Artistic attractions, created and delivered by local communities, are also on the wishlist as is recruiting a legion to help promote the Antonine Wall.

Patricia Weeks, HES World Heritage co-ordinator, said: “We’re pleased to be collaborating with our five council partners to help both local communities and visitors rediscover the Antonine Wall.”

Over the past two years, communities have been consulted to discover what is needed to enhance the wall in different areas.

The initial funding will allow the group to explore initiatives and also gain an understanding of how much it will finally cost.

Patricia said: “The plans include distance slabs in the five local areas and Roman-themed play parks in those authorities.

“We’re hoping to have input from local children and communities about the design of these which will vary in scale in each area.

“We would also like to create a 21st century legion – people in each area who can promote the wall by doing tours, speaking to schools or being a spokesperson for the wall.

“Overarching it all will be the art events.

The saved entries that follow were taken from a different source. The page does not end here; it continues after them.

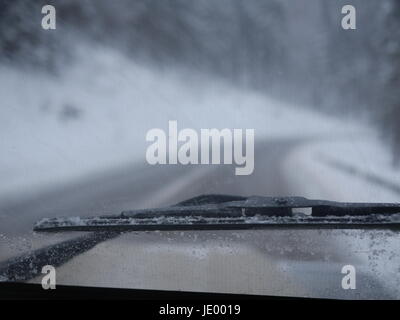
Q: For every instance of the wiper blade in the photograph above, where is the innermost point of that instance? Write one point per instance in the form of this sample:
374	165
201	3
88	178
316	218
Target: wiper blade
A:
224	212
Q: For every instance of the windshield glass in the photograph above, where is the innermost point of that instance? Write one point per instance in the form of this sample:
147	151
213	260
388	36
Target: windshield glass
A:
108	106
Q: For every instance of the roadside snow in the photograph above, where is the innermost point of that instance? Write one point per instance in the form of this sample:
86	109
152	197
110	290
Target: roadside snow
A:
94	117
354	169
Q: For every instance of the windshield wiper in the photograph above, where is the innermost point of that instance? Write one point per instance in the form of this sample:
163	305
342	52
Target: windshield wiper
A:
224	212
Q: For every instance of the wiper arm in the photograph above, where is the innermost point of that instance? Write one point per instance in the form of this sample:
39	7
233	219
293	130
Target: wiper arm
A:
223	212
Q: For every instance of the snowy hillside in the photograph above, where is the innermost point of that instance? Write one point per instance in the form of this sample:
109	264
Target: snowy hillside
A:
95	115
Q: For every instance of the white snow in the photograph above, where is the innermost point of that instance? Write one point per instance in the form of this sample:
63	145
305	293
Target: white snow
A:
95	116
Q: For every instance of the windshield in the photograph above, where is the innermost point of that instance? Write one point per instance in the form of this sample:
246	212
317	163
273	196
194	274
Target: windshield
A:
111	106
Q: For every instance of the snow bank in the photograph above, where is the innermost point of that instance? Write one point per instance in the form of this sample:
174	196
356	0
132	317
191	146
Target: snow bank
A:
353	169
94	117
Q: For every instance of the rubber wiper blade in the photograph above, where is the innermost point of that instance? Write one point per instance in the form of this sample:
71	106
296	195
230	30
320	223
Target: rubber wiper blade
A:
225	212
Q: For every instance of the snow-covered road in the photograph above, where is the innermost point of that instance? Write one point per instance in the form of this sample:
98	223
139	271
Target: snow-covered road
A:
75	145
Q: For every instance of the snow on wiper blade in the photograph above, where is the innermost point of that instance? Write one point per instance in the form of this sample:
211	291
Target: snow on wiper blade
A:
221	212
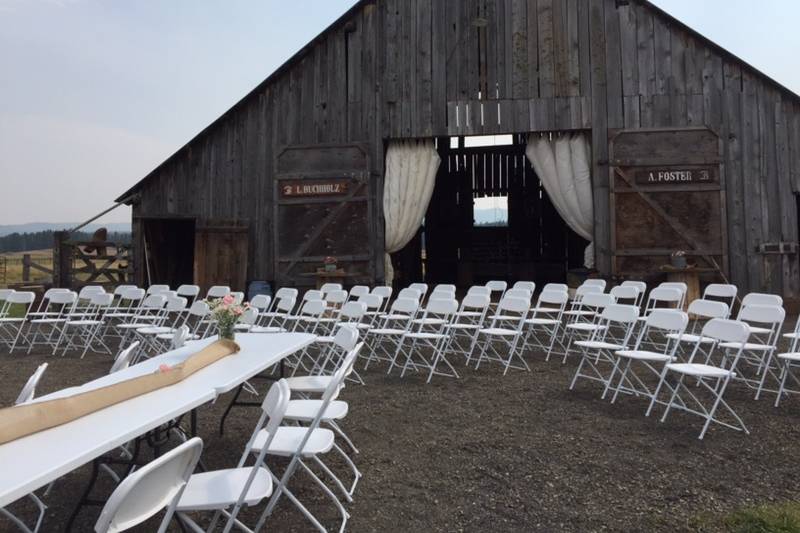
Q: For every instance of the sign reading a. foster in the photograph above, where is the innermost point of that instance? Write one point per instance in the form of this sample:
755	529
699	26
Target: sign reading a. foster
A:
675	176
295	188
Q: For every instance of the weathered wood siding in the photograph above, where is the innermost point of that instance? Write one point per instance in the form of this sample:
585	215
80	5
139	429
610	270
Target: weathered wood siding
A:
429	68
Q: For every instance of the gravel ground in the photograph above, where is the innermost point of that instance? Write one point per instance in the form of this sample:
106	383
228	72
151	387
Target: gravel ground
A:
494	453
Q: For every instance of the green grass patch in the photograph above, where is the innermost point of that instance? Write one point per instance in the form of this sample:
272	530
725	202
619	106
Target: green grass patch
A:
772	518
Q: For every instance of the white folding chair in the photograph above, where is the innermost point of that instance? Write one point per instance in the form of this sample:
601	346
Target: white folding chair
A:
759	350
545	322
668	323
641	286
463	330
725	292
428	332
302	443
598	350
11	328
713	379
151	488
227	491
218	291
384	339
506	328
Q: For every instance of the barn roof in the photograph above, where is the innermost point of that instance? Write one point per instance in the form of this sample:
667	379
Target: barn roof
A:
128	195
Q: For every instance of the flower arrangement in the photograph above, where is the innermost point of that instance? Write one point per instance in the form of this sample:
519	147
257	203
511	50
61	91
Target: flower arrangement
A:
226	313
330	263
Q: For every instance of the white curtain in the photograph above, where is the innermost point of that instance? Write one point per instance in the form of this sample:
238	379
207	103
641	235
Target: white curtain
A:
411	167
562	162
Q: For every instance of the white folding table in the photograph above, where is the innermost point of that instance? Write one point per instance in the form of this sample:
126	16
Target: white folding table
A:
34	461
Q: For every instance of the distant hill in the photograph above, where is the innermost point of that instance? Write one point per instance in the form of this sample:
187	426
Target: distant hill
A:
35	227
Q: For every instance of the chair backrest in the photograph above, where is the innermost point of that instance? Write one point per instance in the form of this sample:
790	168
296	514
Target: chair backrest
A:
261	302
353	311
218	291
525	294
357	291
157	289
552	297
621	314
597	300
336	296
153	487
421	287
720	290
180	337
594	282
199	309
709	309
584	289
408	292
479	289
346	337
123	360
405	305
29	390
175	304
188	291
475	301
527	285
328	287
382	291
758	298
312	294
621	292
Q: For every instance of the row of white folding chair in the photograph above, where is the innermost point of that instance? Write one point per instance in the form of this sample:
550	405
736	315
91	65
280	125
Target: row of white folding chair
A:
168	482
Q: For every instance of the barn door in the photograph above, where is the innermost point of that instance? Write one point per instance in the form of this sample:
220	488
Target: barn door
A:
667	195
220	255
323	208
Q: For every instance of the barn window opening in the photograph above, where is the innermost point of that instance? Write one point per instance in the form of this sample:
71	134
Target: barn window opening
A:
489	218
490	211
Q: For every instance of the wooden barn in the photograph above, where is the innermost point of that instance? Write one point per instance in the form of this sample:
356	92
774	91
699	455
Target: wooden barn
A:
578	121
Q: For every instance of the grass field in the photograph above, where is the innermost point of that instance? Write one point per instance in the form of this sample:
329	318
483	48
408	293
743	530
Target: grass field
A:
11	266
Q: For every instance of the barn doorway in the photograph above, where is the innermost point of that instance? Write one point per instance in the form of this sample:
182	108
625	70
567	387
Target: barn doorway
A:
168	246
489	218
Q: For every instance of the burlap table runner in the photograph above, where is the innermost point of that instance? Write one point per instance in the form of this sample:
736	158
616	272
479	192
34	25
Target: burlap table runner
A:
22	420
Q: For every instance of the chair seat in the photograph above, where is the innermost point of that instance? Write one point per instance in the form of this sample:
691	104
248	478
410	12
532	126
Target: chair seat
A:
394	317
307	410
542	321
387	331
691	338
503	332
309	384
155	330
288	439
586	327
267	329
700	370
86	322
425	336
579	312
751	346
48	320
464	326
221	488
643	355
599	345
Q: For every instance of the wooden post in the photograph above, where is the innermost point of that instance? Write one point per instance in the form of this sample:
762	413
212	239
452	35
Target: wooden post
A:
26	267
62	260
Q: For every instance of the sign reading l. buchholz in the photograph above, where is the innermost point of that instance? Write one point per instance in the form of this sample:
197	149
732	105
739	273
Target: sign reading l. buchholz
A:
299	188
675	175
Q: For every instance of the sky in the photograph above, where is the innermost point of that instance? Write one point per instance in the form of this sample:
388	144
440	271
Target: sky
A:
96	93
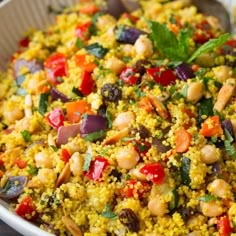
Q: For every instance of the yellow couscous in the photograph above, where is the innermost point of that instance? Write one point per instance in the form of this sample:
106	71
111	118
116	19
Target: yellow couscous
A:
122	126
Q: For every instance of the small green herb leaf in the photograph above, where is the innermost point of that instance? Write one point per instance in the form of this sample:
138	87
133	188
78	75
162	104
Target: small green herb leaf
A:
97	50
108	213
87	162
95	136
26	135
43	103
209	45
208	198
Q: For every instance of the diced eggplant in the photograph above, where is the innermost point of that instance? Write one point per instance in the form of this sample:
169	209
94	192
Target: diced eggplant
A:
184	71
13	187
93	123
32	66
227	125
66	132
127	34
56	94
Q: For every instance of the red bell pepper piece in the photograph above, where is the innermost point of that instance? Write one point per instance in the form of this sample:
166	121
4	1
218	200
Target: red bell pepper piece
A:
133	186
97	167
56	66
82	30
141	147
56	118
154	172
223	226
26	209
87	83
129	76
65	155
162	75
24	42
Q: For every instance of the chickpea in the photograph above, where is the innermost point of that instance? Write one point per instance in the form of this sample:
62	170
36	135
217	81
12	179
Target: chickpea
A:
157	206
212	208
76	164
127	158
195	91
43	160
123	120
209	154
143	46
220	188
222	73
115	64
194	233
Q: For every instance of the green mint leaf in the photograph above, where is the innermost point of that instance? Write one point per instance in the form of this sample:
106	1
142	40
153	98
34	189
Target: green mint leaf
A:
108	213
43	103
97	50
87	162
209	45
208	198
95	136
167	43
26	135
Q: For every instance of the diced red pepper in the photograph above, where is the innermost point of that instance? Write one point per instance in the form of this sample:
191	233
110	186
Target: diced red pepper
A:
141	147
162	75
65	155
82	30
87	83
223	226
26	209
56	66
129	76
133	186
24	42
56	118
97	167
20	163
154	172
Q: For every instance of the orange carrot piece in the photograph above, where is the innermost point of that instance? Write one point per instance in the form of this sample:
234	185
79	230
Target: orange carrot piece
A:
211	127
20	163
81	62
182	140
89	9
145	104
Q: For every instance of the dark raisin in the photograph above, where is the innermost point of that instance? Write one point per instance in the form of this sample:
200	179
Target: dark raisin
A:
128	218
111	92
185	212
141	66
143	131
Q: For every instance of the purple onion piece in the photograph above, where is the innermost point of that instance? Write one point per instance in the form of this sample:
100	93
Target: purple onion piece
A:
33	66
93	123
56	94
127	34
184	71
227	125
66	132
13	187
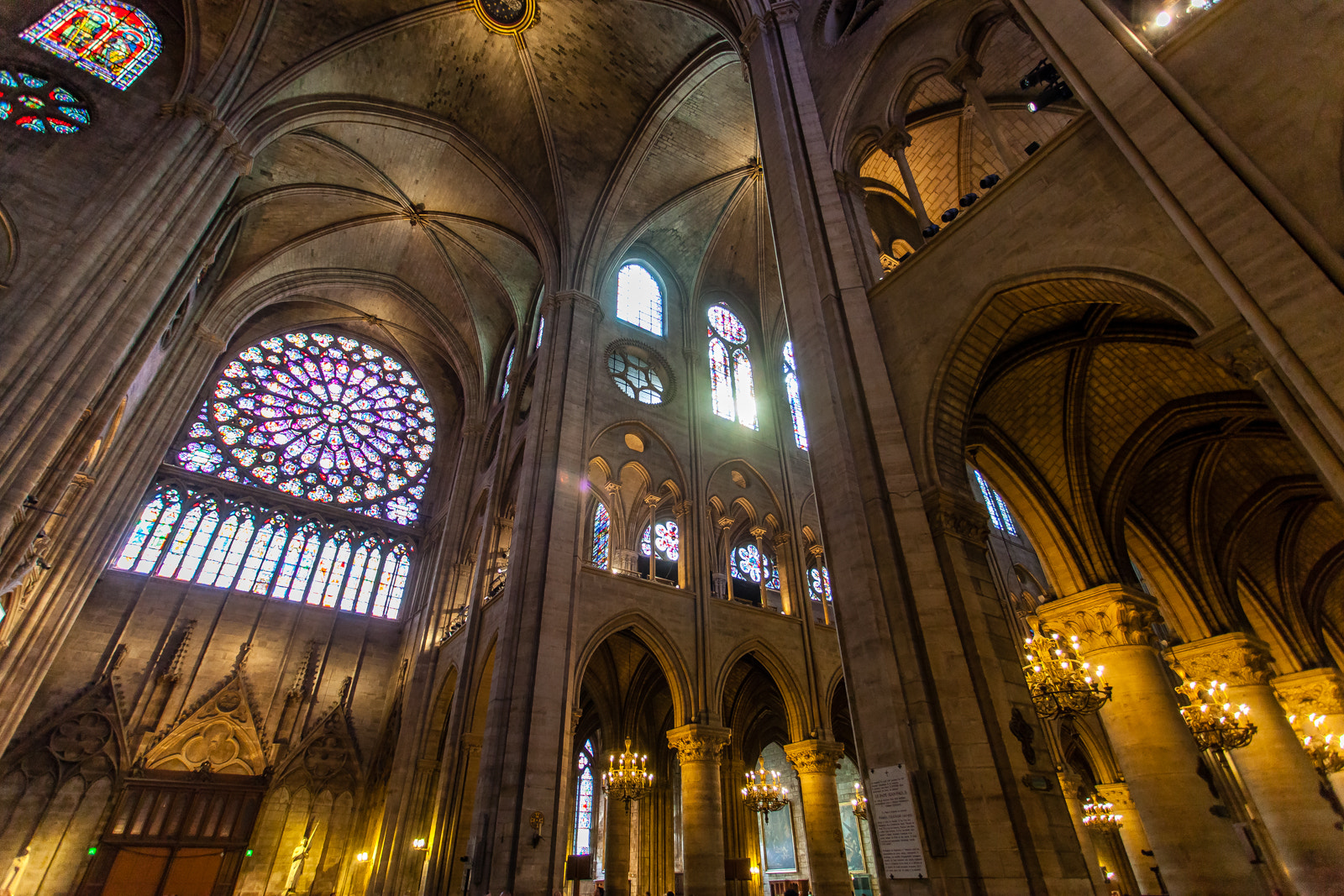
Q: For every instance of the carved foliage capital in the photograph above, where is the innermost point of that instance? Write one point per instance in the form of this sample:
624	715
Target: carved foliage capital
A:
699	743
815	757
1106	617
1320	691
1236	658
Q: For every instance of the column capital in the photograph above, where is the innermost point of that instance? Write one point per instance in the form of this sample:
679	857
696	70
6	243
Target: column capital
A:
699	743
956	515
1236	658
1117	795
815	757
1109	616
1320	691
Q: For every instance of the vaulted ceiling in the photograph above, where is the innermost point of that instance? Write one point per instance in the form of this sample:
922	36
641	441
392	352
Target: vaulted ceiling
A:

We’d like communities to come to us with ideas for arts projects along the wall.

“We’ll be holding consultations over the next few months with some fun, engaging activities.”

Patricia added: “My hopes for this project are that we can create an attraction for families and communities which will see them explore the wall, walk lengths of it, drop in to the play park, or visit a local business.

“We’d like to see the wall being enjoyed not only as a historic site but also as a beautiful green space that runs through the heart of Central Scotland.”